I’m pretty comfortable in the answer to that question by now. I was given a male body, I chose to get a different one, it’s been a bitch to do so and I wouldn’t be pushing on if I also wasn’t happier each day the more female I become. But whenever the prospect of danger and hardship from being female arises, Lexa is always there. More than anything else in the world. My defense tends to be well, not to me.
So far, she says back.
I know I don’t really have a conception of how much safety I’ve effectively booted away in one go by transitioning, presenting to the world as a gay transgendered female instead of a straight cisgendered male. (They all ended up being right, in a twisted way. I didn’t turn out straight after all.) I’ve got little doubt that it was the right decision despite this. Surely better than being a man and increasingly hating it with each day.

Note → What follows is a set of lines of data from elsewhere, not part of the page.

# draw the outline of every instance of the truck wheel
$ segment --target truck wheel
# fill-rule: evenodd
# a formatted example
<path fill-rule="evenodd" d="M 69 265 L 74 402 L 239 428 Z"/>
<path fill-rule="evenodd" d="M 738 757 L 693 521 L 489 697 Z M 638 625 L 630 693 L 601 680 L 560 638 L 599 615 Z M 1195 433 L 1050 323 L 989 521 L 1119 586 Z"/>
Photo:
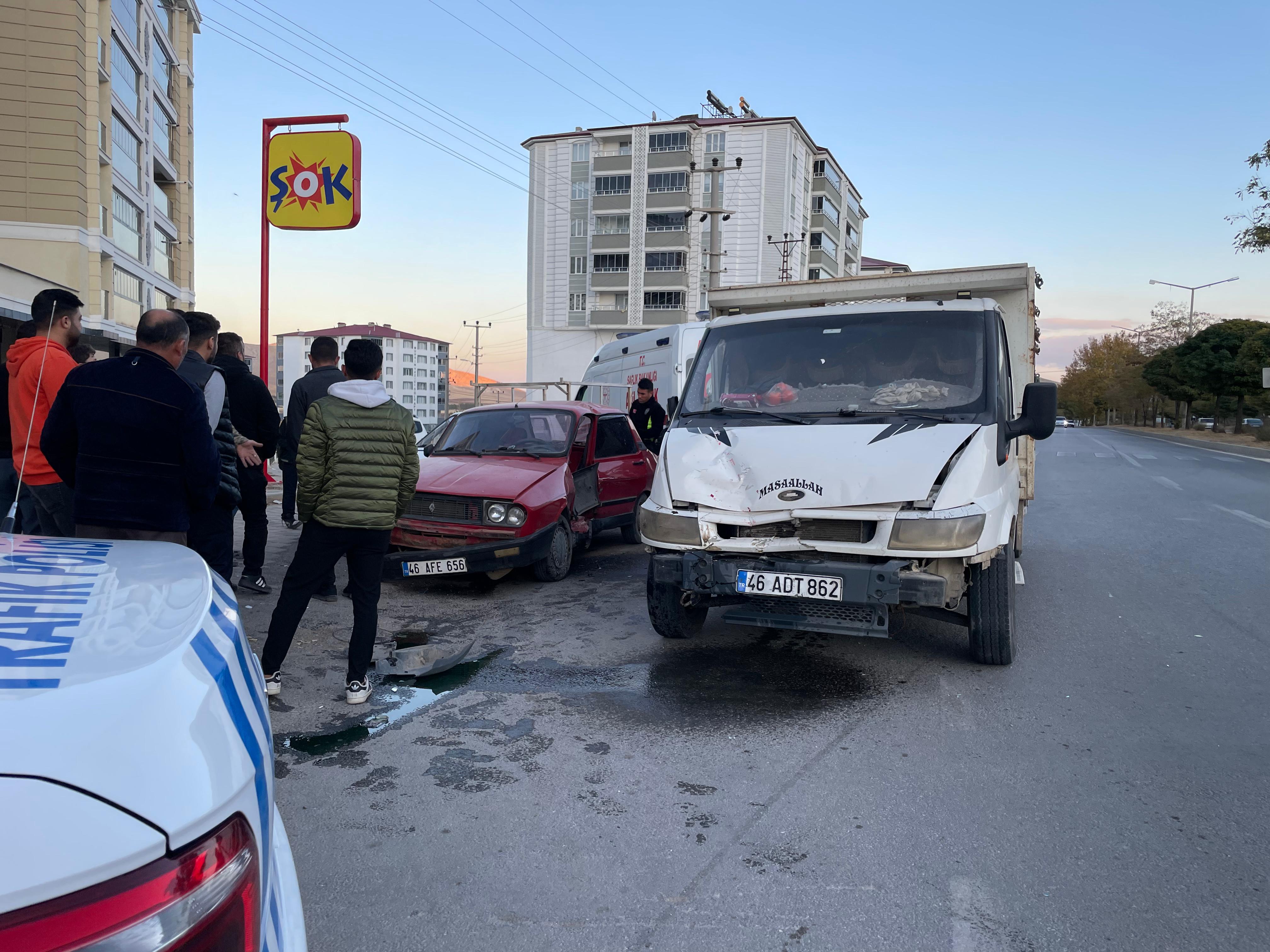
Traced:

But if I could take the proverbial pill to wake up a cis male, mentally fine in his body, would I do it? There are people who love me very much who would, I think, happily give firm answers to that question, both on the yes and the no side. Many years ago I would’ve said yes, easily. Now I’m not sure. The answer to that question has to do with what it means to be a man, a woman, and all the possibilities in between. I, personally, haven’t figured that out yet. If I ever do, maybe part of the peace will be in being able to stop thinking about her.